When it comes to assembling projects to fat jars, most discussions on the Internet say it is a good practice to discard the META-INF folder. But why? This folder rarely contains valuable data in the context of your end project and can bring you a huge mess of messy files. Some of them are quite dangerous (especially *.DSA or *.SF files that came from Bouncy Castle dependencies). But it all changes dramatically when you use Apache Spark Structured Streaming for Kafka.

Let’s take a closer look:

val dfDrools = spark
      .readStream
      .format("kafka") // ???
      .option("kafka.bootstrap.servers", kafkaConfig.getString("bootstrap.server"))
      .option("subscribe", kafkaConfig.getString("topicEventsIn"))
      .option("includeTimestamp", value = true)
      .load()

When you define kafka as an input format, your application uses DataSourceRegister file which contains mappings between format short names and actual implementation classes. The file should be placed under the META-INF/services/org.apache.spark.sql.sources.DataSourceRegister folder. That means you have to provide a valid assemblyMergeStrategy in your build.sbt file. Otherwise, you will get plenty of errors while trying to submit such jar to the Spark cluster.

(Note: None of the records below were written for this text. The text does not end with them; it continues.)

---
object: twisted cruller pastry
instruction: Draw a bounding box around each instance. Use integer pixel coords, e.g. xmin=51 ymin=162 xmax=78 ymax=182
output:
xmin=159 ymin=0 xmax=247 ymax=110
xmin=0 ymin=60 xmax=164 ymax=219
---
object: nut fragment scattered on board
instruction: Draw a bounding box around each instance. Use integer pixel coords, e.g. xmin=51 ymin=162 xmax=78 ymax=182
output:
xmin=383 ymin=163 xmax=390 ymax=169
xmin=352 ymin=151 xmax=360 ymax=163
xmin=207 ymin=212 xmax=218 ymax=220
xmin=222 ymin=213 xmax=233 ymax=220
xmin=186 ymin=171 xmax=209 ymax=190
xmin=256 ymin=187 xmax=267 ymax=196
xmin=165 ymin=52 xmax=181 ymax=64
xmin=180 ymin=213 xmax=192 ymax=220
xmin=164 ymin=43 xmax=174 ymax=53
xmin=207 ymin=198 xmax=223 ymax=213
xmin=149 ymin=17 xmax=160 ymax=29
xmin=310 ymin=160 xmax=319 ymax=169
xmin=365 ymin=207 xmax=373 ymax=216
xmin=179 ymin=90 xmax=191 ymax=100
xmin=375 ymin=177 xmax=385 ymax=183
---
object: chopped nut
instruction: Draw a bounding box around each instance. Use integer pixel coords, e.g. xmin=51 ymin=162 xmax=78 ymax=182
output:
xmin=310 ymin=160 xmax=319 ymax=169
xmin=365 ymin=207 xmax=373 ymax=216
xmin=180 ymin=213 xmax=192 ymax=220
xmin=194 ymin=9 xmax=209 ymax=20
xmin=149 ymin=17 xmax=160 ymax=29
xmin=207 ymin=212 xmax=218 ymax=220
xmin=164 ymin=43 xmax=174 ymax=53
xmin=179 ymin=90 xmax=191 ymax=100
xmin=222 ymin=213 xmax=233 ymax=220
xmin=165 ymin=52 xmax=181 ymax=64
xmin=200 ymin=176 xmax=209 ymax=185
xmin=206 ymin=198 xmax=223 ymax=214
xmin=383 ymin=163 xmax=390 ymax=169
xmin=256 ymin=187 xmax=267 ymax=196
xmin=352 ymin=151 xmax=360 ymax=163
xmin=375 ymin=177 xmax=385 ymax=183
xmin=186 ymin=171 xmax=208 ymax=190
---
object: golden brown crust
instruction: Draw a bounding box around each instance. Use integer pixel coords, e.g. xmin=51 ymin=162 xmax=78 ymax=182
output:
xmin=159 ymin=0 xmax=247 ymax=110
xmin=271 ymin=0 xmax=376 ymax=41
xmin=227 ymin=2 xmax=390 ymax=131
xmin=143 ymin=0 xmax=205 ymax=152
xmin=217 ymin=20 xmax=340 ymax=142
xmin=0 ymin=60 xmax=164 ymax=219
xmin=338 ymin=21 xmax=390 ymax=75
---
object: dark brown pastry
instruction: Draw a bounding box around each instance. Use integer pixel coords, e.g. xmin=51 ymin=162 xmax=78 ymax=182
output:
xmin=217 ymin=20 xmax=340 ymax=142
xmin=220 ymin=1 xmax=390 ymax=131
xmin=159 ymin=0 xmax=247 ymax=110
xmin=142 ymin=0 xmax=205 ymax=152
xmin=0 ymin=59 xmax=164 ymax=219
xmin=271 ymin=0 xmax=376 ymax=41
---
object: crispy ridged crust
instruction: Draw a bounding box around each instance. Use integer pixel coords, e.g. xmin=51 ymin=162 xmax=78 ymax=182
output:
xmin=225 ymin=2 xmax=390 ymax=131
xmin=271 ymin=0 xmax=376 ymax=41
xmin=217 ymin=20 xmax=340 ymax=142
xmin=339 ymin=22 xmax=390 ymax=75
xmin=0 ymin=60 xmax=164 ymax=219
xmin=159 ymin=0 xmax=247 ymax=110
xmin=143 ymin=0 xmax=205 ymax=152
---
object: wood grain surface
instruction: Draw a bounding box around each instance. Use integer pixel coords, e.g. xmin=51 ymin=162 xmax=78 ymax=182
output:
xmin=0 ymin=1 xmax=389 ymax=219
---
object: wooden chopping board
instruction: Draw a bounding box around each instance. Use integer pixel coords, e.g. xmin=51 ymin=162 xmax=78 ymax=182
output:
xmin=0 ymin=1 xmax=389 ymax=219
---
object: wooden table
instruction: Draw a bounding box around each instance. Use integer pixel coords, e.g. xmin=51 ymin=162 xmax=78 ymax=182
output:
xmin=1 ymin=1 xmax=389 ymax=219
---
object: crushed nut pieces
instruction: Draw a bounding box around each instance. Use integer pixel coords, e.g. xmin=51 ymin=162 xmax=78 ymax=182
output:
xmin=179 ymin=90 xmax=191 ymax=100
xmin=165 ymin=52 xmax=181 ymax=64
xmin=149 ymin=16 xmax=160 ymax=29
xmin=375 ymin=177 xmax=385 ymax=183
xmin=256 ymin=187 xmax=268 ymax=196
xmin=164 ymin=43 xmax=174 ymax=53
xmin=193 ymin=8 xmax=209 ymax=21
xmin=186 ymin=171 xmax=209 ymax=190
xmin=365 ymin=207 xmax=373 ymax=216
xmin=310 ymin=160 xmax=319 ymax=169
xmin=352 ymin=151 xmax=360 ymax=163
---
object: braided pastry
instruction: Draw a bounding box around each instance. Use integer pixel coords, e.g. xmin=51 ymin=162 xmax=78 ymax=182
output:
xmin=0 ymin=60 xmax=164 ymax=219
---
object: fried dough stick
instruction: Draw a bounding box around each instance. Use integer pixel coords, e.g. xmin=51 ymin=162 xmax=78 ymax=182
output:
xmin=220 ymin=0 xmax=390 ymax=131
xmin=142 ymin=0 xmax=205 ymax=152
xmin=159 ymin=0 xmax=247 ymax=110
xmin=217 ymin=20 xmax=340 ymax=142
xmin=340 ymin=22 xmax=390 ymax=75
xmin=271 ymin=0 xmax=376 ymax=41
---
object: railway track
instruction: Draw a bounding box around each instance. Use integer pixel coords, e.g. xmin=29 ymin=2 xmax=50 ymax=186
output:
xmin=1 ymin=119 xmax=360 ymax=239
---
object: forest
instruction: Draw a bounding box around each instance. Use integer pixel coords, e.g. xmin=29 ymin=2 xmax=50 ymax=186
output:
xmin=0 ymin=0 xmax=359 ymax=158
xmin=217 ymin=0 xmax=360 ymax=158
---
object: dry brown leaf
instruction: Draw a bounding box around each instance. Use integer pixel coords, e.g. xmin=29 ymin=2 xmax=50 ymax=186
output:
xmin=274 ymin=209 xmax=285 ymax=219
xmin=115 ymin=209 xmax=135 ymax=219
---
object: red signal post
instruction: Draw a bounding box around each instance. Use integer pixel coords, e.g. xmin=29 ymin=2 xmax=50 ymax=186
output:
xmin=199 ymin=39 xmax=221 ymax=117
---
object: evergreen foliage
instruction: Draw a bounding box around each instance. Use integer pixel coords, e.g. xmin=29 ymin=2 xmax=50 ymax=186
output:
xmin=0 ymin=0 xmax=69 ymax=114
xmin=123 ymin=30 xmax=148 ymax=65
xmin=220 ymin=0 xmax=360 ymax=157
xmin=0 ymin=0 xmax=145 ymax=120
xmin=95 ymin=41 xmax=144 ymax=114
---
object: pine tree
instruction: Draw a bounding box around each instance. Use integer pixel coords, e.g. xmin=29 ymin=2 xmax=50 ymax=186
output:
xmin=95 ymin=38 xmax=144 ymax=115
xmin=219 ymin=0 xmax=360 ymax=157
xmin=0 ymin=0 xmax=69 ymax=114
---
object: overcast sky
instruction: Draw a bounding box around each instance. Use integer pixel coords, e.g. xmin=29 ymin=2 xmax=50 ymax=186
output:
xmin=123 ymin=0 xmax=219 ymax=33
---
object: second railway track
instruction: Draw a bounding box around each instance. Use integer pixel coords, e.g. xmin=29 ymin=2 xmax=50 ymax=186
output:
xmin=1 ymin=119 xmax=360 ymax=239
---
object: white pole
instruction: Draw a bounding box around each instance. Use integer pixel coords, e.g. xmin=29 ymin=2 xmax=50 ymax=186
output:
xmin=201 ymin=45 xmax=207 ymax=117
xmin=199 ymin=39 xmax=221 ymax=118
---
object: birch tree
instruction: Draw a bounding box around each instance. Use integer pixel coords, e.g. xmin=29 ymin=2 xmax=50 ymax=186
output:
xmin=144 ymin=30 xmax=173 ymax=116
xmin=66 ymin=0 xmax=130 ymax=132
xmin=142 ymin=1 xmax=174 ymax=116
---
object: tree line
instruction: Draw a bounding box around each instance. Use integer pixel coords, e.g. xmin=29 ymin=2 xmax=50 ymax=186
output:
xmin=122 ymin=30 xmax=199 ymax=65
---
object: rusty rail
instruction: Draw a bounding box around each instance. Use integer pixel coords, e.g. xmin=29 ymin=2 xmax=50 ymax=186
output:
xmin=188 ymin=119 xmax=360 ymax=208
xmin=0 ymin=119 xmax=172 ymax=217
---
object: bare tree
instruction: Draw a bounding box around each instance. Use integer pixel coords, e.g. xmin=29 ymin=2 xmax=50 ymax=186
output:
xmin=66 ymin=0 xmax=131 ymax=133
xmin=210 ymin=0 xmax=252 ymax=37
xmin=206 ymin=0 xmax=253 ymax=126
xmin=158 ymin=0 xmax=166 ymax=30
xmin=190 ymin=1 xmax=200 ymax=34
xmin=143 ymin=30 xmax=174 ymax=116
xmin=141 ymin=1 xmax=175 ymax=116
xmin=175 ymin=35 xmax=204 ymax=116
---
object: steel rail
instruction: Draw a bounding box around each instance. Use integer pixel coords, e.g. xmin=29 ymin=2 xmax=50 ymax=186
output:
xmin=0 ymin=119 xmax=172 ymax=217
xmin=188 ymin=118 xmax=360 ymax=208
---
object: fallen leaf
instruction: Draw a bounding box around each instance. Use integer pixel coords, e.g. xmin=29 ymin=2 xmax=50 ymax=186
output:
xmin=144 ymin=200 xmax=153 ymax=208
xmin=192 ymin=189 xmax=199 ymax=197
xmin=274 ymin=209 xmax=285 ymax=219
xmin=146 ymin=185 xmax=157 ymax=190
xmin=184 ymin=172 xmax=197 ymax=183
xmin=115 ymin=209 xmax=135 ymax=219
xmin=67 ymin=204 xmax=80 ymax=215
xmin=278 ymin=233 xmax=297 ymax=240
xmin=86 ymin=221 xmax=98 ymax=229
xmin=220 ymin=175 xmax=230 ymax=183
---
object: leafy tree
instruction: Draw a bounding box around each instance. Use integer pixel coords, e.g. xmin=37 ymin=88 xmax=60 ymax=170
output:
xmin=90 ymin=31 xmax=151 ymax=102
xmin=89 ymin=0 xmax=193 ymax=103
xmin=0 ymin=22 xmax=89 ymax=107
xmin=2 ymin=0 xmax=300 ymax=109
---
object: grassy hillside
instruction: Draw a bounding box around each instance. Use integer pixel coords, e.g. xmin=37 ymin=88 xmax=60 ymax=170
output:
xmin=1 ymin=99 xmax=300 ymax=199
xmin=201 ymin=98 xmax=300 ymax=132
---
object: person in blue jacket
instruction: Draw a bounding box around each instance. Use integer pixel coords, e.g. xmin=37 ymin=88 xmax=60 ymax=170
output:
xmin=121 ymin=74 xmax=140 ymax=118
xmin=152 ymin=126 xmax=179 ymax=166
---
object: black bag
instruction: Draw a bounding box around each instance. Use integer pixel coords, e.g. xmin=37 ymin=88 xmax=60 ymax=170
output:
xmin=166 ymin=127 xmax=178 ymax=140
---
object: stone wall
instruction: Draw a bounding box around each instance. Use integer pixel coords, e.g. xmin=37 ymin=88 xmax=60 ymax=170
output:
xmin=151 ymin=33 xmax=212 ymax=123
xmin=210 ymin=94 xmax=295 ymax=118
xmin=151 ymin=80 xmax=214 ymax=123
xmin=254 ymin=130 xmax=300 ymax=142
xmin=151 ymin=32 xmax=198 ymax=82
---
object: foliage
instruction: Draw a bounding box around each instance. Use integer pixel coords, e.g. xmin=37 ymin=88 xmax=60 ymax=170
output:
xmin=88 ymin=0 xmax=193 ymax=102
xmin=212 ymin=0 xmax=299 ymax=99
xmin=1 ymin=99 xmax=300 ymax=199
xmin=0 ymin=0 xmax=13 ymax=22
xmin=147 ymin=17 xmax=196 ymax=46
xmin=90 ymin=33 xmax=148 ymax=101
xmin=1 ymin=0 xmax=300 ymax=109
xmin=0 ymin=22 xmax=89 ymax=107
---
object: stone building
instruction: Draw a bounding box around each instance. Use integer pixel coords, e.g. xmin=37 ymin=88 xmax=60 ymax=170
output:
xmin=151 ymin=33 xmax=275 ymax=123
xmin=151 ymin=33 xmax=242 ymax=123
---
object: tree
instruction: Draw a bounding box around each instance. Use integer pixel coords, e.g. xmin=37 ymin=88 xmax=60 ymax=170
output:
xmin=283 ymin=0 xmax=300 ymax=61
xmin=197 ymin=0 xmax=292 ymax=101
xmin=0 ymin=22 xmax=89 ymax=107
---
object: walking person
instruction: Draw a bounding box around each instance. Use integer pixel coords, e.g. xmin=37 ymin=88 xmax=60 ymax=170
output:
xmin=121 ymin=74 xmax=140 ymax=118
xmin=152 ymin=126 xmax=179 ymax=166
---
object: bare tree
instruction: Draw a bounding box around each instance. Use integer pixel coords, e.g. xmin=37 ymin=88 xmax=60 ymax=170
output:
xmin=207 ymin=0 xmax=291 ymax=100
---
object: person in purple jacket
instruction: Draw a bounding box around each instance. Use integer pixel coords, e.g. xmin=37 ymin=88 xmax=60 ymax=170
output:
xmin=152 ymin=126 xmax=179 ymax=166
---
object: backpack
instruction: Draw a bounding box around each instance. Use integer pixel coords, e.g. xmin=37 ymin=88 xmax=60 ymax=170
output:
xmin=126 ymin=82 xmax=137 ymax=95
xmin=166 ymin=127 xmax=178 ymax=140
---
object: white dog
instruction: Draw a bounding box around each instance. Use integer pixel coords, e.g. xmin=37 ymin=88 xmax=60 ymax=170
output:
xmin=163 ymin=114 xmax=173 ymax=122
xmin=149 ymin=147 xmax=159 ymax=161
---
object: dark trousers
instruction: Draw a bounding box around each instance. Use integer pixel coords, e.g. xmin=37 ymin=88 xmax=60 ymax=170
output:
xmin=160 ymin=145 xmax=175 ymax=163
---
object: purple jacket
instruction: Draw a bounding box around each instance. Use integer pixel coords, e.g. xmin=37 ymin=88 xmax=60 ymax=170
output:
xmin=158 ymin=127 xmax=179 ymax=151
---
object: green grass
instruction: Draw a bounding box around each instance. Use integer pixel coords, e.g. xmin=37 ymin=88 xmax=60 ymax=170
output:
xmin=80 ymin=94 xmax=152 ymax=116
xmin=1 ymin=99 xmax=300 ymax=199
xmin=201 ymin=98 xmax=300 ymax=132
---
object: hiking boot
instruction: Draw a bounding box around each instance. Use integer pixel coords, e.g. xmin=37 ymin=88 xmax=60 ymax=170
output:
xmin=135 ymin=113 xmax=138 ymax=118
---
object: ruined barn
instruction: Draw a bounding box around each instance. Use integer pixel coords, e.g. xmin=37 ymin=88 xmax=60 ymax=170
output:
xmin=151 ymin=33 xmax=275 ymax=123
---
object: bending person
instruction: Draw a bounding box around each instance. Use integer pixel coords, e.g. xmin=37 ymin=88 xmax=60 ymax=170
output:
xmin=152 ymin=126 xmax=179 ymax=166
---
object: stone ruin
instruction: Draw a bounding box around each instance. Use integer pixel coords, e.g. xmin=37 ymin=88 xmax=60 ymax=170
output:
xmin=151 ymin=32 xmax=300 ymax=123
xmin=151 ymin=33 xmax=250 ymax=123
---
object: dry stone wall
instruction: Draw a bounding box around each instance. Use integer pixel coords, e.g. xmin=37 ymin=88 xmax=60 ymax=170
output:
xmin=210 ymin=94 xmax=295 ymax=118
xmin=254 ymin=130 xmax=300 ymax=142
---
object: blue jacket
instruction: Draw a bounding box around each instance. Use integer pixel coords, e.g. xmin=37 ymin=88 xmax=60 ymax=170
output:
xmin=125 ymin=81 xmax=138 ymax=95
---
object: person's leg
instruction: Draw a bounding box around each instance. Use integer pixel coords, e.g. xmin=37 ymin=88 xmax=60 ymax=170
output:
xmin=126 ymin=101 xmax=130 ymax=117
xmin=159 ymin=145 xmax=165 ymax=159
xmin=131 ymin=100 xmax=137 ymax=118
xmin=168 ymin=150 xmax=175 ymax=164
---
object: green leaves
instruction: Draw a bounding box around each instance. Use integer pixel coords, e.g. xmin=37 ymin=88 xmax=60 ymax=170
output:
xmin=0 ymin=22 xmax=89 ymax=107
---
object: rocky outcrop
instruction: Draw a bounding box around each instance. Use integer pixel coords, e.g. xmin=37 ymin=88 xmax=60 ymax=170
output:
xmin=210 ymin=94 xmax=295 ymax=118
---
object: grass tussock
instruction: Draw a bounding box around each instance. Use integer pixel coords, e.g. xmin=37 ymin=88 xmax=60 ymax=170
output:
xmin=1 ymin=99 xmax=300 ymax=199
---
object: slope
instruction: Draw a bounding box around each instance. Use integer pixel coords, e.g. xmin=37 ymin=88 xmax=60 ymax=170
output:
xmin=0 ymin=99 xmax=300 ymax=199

After hours of searchings I found a “silver bullet” against merging issues:

assemblyMergeStrategy in assembly := {
  case "META-INF/services/org.apache.spark.sql.sources.DataSourceRegister" => MergeStrategy.concat
  case PathList("META-INF", xs @ _*) =>
    xs map {_.toLowerCase} match {
      case ("manifest.mf" :: Nil) | ("index.list" :: Nil) | ("dependencies" :: Nil) =>
        MergeStrategy.discard
                case "services" :: _ =>  MergeStrategy.filterDistinctLines
      case ps @ (x :: xs) if ps.last.endsWith(".sf") || ps.last.endsWith(".dsa") =>
        MergeStrategy.discard
      case _ => MergeStrategy.first
    }
  case _ => MergeStrategy.first
}

This merge strategy concatenates all DataSourceRegister files from any given dependency folders, discard any manifest.mf, index.list or dependencies files from the META-INF along with any .dsa and .sf. For other files the MergeStrategy.first will be used.

Conclusion

An assembly process of any fat jar may turn up a huge problem considering managing dependency conflicts during merging. It is better to pay an attention to the strategies given by sbt and don’t hesitate to look up the best practices.